Козырев ехал долго, троллейбусом, метро, автобусом, пока наконец не добрался до Ясенева. Однако прораба Михеичева, крайне ему нужного, не оказалось на месте, а без него и не с кем было вести разговор.
На обратном пути Василий Козырев стал думать о том, что следует нынче сделать.
Первым делом надо бы обязательно узнать, как обстоит дело с его заявлением о расширении жилплощади. Они жили в двухкомнатной квартире — он с женой, сын-студент и замужняя дочь с мужем.
Каждому ясно, как тесно им впятером, тем более что дочь к осени должна была родить, а сын, что ни день, грозился:
— Вот женюсь на Вале и приведу ее сюда…
Козырев с женой переглядывались, жена боязливо спрашивала:
— Алеша, да ты что? Серьезно?
А Козырев молча сдвигал густые, чуть заиндевевшие сединой брови. Это была давняя привычка: чем труднее ему приходилось, тем упорнее молчал…

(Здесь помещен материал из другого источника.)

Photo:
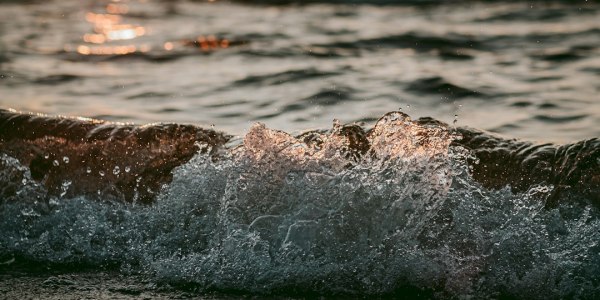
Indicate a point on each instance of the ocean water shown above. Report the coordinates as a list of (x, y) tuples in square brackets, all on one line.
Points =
[(306, 171), (527, 70)]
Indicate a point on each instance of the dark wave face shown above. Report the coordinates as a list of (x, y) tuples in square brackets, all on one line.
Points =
[(298, 64), (405, 207)]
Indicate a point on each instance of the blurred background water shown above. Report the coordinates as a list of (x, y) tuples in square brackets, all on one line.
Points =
[(524, 69)]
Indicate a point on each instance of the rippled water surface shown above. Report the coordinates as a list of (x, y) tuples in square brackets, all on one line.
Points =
[(525, 70), (389, 206)]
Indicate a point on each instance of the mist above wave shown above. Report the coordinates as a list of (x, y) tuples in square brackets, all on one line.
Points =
[(321, 213)]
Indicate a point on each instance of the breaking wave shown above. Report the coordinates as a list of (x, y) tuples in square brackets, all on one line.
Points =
[(405, 207)]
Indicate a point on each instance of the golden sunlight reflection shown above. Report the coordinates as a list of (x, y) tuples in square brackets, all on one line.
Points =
[(111, 30)]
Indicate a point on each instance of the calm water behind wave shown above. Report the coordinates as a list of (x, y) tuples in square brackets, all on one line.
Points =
[(528, 71)]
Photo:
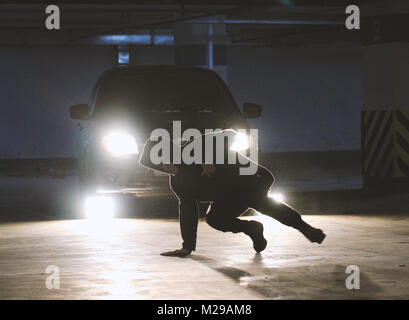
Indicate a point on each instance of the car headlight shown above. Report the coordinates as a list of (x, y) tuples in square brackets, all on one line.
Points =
[(120, 144), (241, 142)]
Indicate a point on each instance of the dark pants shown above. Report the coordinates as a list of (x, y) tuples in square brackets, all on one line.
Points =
[(223, 214)]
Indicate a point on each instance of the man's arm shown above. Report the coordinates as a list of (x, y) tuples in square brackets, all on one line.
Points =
[(188, 218)]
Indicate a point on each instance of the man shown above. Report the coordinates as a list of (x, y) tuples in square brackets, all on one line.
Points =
[(229, 193)]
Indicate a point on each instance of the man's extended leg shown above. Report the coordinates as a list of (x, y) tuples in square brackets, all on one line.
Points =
[(223, 216), (288, 216)]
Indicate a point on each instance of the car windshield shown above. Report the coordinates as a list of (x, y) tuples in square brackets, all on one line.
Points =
[(164, 92)]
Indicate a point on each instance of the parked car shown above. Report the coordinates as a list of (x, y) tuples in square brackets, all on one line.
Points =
[(127, 103)]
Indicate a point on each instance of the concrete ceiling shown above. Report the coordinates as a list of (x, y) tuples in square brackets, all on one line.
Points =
[(264, 23)]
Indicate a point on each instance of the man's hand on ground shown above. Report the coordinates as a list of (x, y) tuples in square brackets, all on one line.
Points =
[(208, 169), (170, 168), (176, 253)]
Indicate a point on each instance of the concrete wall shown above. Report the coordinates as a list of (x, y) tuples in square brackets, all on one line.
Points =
[(152, 55), (38, 84), (312, 96)]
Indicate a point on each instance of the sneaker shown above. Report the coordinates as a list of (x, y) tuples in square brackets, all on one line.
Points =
[(256, 234)]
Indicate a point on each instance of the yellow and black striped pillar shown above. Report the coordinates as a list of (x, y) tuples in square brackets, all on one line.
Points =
[(385, 146)]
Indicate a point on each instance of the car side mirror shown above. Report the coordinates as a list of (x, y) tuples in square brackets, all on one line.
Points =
[(79, 111), (251, 110)]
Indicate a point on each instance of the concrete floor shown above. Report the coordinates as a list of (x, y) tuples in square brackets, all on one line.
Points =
[(121, 260)]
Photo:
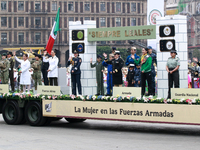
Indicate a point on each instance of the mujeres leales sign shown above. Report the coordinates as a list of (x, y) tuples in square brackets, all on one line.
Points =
[(122, 33)]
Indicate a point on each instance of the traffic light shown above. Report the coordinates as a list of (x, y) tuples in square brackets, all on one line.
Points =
[(167, 31), (80, 47), (167, 45), (77, 35), (167, 42)]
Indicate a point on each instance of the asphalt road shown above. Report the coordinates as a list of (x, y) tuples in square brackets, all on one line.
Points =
[(99, 135)]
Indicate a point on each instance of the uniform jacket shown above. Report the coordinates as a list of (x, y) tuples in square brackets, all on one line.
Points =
[(76, 63), (130, 60), (25, 77), (53, 67)]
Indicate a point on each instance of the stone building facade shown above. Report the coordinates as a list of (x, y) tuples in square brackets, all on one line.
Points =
[(28, 23)]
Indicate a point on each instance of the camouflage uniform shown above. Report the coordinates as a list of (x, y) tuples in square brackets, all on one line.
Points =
[(4, 65), (36, 65)]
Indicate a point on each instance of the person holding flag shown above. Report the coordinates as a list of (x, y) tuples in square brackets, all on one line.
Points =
[(53, 34)]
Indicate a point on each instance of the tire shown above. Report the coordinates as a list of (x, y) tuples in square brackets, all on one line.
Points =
[(33, 114), (73, 120), (12, 114)]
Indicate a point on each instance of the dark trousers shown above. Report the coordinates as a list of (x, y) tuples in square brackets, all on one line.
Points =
[(44, 74), (173, 79), (76, 79), (53, 81), (11, 77), (153, 74), (144, 77)]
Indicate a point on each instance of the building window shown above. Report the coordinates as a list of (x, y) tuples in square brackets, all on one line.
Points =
[(3, 38), (87, 6), (71, 18), (53, 19), (71, 6), (118, 22), (133, 7), (3, 5), (37, 38), (118, 7), (37, 22), (20, 5), (3, 21), (133, 22), (103, 22), (87, 18), (21, 37), (37, 7), (20, 21), (102, 6), (54, 6)]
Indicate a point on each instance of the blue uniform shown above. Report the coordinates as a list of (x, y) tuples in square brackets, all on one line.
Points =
[(109, 78), (76, 74), (130, 60), (153, 73), (137, 77)]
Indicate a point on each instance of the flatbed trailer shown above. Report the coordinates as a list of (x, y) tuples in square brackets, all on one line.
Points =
[(42, 112)]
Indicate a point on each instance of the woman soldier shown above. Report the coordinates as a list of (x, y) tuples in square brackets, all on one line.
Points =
[(145, 62), (173, 64)]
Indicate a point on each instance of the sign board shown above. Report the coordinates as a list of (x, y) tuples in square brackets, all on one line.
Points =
[(125, 91), (184, 93), (122, 33), (4, 88), (49, 90), (140, 112)]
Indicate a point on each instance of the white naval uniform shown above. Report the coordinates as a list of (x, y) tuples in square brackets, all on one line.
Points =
[(53, 67), (25, 77)]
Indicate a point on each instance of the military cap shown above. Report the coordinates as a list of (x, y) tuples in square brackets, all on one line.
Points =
[(99, 56), (173, 51), (113, 48), (117, 52), (149, 47), (75, 51), (9, 53), (37, 55), (4, 54), (131, 65)]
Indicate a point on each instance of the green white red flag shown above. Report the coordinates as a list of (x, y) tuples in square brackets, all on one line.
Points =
[(53, 34)]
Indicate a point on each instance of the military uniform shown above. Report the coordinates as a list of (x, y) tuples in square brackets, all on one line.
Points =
[(11, 73), (99, 76), (36, 65), (130, 76), (76, 74), (172, 63), (4, 65)]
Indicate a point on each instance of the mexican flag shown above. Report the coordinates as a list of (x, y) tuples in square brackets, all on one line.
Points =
[(53, 34)]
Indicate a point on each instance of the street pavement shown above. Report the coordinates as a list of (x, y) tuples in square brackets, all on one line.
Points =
[(99, 135)]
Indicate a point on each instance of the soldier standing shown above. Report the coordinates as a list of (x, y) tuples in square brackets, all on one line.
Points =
[(36, 67), (99, 74), (75, 72), (11, 73), (4, 65), (173, 64), (153, 73)]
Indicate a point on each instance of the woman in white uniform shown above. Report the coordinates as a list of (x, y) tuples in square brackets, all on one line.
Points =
[(53, 69), (25, 77)]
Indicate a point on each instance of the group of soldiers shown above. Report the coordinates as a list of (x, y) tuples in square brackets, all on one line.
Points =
[(38, 66)]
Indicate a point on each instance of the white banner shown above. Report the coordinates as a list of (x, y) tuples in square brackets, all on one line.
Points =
[(152, 12)]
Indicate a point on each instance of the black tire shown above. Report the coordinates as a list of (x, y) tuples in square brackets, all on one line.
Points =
[(12, 114), (73, 120), (33, 114)]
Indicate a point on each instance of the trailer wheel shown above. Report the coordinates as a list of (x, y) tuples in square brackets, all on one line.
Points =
[(12, 114), (73, 120), (33, 114)]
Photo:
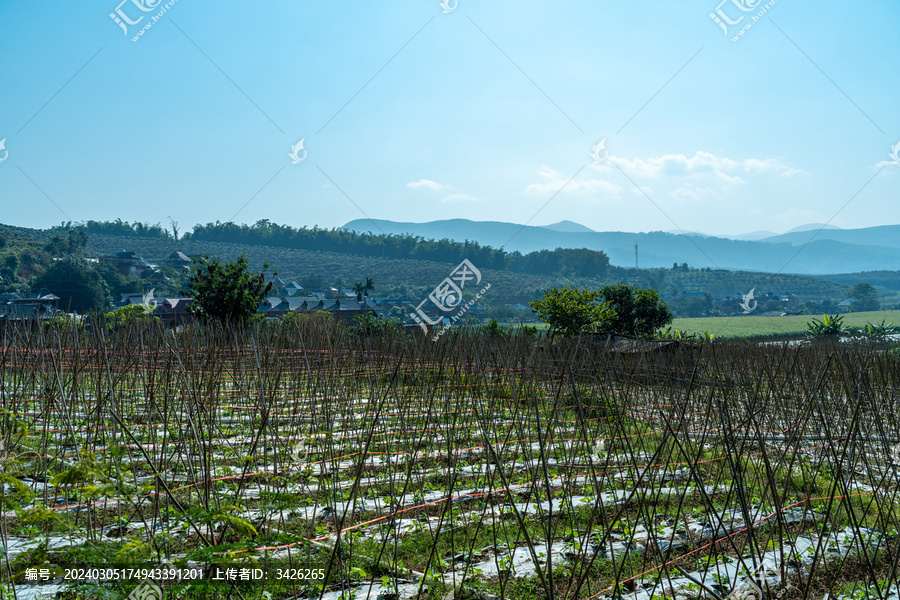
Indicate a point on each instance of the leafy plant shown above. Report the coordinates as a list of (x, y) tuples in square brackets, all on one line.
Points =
[(828, 326)]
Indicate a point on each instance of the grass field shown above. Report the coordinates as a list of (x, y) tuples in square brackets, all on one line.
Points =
[(752, 326)]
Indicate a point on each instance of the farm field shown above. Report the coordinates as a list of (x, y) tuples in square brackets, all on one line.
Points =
[(753, 326), (341, 466)]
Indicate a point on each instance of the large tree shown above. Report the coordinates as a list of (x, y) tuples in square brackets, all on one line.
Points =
[(571, 312), (227, 292), (635, 312), (77, 283)]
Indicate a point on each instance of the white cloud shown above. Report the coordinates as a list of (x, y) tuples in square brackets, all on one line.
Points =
[(456, 198), (428, 184), (702, 163), (554, 181), (689, 191)]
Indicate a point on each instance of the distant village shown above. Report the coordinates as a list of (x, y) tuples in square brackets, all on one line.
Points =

Когда жена осталась с Козыревым вдвоем, она сказала:
— Может, он передумает? Вдруг переметнется от Вали к какой-нибудь москвичке с комнатой?
Но тут же застыдилась своих слов, потому что Валя давно уже упала ей на сердце, о другой жене для сына и думать не думала. Конечно, жаль, что Валя не москвичка, а из Тобольска, в Москве у нее площади нет и не предвидится. Но что поделаешь?